# Heating and Cooling Plug-In Hybrids



## EVDL Archive (Jul 26, 2007)

Heating and air-conditioning systems that use thermoelectrics could make plug-in hybrids more practical.

More...


----------



## coil_nine (Apr 22, 2008)

The article states the main benefit of Peltier heat transfer is localized heating and cooling, like for your back or neck, rather than cooling the whole cabin.

Wikipedia article on Peltier effect (thermoelectric) cooling.
http://en.wikipedia.org/wiki/Thermoelectric_cooling

"Thermoelectric junctions are generally only around 5–10% as efficient as the ideal refrigerator (Carnot cycle), compared with 40–60% achieved by conventional compression cycle"

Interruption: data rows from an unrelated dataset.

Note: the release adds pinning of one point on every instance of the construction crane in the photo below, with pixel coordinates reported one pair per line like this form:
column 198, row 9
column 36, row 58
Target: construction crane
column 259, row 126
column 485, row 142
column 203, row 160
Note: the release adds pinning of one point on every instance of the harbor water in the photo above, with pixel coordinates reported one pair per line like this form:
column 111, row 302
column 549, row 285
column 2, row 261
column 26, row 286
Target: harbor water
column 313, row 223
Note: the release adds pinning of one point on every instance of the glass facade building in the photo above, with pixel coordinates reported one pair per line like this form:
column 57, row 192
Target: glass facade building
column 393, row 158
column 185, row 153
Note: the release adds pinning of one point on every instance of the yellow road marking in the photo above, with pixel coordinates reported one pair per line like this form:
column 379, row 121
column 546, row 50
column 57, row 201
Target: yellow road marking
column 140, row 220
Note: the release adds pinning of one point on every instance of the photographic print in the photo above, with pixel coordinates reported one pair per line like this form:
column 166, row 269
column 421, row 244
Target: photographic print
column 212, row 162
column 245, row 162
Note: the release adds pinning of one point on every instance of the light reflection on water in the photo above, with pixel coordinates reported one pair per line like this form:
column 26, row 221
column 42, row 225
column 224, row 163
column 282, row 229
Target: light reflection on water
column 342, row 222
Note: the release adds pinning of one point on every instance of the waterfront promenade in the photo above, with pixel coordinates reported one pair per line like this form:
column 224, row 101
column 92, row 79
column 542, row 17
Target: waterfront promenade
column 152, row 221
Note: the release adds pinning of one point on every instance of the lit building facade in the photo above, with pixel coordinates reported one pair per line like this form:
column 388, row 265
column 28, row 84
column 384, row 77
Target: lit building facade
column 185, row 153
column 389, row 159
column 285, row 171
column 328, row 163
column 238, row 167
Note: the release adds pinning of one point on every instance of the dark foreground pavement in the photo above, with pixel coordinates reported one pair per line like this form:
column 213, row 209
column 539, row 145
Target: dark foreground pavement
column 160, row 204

source of 12-48 V DC conventional air conditioners. They are for trucks and trains, but it may give ideas for other searches.
http://www.dcairco.com/


----------



## BangerMan (Dec 30, 2007)

Check out thermoaccoutics. Maybe in a few years we could be using this very new technolgy. 

http://www.acs.psu.edu/thermoacoustics/refrigeration/

http://www.acs.psu.edu/users/sinclair/thermal/tafaq.html

http://en.wikipedia.org/wiki/Pulse_tube_cryocooler


----------